Sabah her şey normal başlamıştı. Okula geç kalmamak için aceleyle kahvaltımı yapmış, çantamı alıp koşar adımlarla evden çıkmıştım. Otobüs durağına vardığımda ise gözlerime inanamadım: Otobüs çoktan gitmişti. Telaşla saate baktım. Sınavın başlamasına sadece yirmi dakika kalmıştı. Kalbim hızla çarpmaya başladı. O an koşmaya başladım. Ayakkabılarım ayağımı sıkıyordu ama duramazdım. Her saniye çok değerliydi. Saniyelerle yarışıyordum.
“Bir mucize gerçekleşse…” dediğim o anda, karşımdan gelen bir adam elindeki elektrikli scooter’ı durdurdu.
“Yetişmen mi gerekiyor?” diye sordu.
Nefes nefese sadece “Evet!” diyebildim.
“Atla.” dedi gülümseyerek.
Hiç düşünmeden bindim. Rüzgar yüzümü okşarken umutla doldu içim. Okul kapısından tam zamanında girdim. Sınav başlamıştı ama hâlâ umut vardı.
Hızlıca kalem kutumu çıkardım ve sınava başladım. Önceki akşam çok çalışmıştım.
Sınav bittiğinde içimden derin bir “Oh!” çektim.
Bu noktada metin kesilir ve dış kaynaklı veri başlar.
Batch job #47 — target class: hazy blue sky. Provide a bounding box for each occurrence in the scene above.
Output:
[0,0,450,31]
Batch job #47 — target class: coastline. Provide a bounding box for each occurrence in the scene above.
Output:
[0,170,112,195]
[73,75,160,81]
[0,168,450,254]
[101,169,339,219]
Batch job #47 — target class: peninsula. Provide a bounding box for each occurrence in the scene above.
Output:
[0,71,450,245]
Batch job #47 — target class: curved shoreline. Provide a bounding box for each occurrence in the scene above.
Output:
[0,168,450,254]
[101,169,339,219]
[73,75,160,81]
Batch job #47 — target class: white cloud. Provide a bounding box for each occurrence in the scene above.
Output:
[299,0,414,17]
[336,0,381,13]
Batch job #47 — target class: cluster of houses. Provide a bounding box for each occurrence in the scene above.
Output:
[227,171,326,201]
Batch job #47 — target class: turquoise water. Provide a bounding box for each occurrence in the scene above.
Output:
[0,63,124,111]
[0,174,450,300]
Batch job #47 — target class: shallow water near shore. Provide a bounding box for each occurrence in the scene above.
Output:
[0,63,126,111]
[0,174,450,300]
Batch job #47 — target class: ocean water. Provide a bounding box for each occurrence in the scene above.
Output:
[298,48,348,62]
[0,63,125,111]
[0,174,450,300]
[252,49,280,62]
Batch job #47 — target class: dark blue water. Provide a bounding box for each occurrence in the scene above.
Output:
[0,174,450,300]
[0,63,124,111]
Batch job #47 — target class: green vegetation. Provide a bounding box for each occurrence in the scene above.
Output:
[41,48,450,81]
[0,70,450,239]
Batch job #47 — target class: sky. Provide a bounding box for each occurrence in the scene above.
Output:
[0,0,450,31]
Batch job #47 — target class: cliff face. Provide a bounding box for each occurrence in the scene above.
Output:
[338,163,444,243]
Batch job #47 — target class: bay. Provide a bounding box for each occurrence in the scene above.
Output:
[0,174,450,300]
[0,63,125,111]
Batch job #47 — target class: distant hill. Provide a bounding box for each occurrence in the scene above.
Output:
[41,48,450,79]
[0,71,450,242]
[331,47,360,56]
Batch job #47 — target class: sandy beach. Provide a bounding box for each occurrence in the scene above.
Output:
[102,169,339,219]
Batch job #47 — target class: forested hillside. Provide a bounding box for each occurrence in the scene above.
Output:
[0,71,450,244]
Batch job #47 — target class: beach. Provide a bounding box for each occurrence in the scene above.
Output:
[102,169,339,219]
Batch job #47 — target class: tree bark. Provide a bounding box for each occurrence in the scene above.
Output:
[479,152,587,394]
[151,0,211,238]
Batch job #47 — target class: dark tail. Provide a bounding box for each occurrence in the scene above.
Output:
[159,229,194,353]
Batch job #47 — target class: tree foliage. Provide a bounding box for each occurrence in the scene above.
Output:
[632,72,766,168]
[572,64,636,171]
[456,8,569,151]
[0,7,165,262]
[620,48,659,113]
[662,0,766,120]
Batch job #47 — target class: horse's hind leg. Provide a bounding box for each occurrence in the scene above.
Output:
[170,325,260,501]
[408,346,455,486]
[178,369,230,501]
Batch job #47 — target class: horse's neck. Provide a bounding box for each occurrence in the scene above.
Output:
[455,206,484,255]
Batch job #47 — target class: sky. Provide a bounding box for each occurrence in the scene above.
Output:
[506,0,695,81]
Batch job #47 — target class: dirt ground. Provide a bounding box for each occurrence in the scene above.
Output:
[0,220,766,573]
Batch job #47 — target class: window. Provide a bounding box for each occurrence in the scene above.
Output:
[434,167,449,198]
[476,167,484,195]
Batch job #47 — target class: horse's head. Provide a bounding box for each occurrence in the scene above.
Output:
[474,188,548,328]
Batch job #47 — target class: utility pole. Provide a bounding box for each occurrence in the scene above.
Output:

O adam bana yardım ettiği için buradaydım.
O gün okuldan dönerken onu aradım ama göremedim.
Ertesi gün okula gittiğimde sınavlar açıklanmıştı ve 100 almıştım.
Okul çıkışında, yolda bana yardım eden adamı tekrar gördüm.
Ona olan her şeyi anlattım.
Çok minnettar olduğum için kendi harçlığımla ona yemek ısmarladım.
O da gülümsedi ve sadece “Teşekkür ederim.” dedi.